Aysia H.
asked • 11/24/23Outside temperature over a day can be modeled as a sinusoidal function. Suppose you know the temperature varies between 59 and 71 degrees during the day and the average daily temperature first occurs at 8 AM. How many hours after midnight, to two decimal places, does the temperature first reach 61 degrees?
Yefim S. answered • 11/24/23
Math Tutor with Experience
T = 6sin(π/12t - 2π/3) + 65 = 61; sin(πt/12 - 2π/3) = - 2/3; π/12t - 2π/3 = - sin-1(2/3);
t = 12/π(2π/3 - sin-1(2/3)) = 5.21 h
So, at 5.21 AM temperature reaches 61 degrees.
Bradford T. answered • 11/24/23
Retired Engineer / Upper level math instructor
Let T be temperature and t be time in hours
T = Asin(B(t+C))+D
D = (51+79)/2 = 65
High = A(1)+D
71= A+65
A = 6
Average temperature when B(8+C) = 0 --> C = -8
B=2π/period = 2π/24 = π/12
T = 6sin((π/12)(t-8))+65
61 = 6sin((π/12)(t-8))+65
sin((π/12)(t-8)) = -4/6 = -2/3
t = sin-1(-2/3)(12/π)+8
t=(-0.72972)(12/π)+8 = 5.21 hours
Make sure your calculator is set to radians when calculating sin-1(-2/3).
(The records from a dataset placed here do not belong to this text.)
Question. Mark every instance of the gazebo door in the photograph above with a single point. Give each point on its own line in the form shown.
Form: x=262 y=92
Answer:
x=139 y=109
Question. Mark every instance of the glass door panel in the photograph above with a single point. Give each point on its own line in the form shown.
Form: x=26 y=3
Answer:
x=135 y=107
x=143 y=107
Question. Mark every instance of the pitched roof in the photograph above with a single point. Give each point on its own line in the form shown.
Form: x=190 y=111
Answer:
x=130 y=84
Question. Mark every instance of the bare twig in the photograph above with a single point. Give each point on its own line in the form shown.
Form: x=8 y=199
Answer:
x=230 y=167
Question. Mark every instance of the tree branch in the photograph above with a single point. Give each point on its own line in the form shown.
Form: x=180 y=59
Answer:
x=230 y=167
Mark M. answered • 11/24/23
Retired Math prof with teaching and tutoring experience in trig.
f(t) = temperature t hours after midnight
f((t) = Asin(Bt + C) + D
D = average temperature = (59 + 71) / 2 = 65
A = amplitude = 71 - 65 = 6
Period = 24 hours = 2π/B. So, B = π/12.
Phase shift = -C/B = 8. So, C = -8B = -2π/3.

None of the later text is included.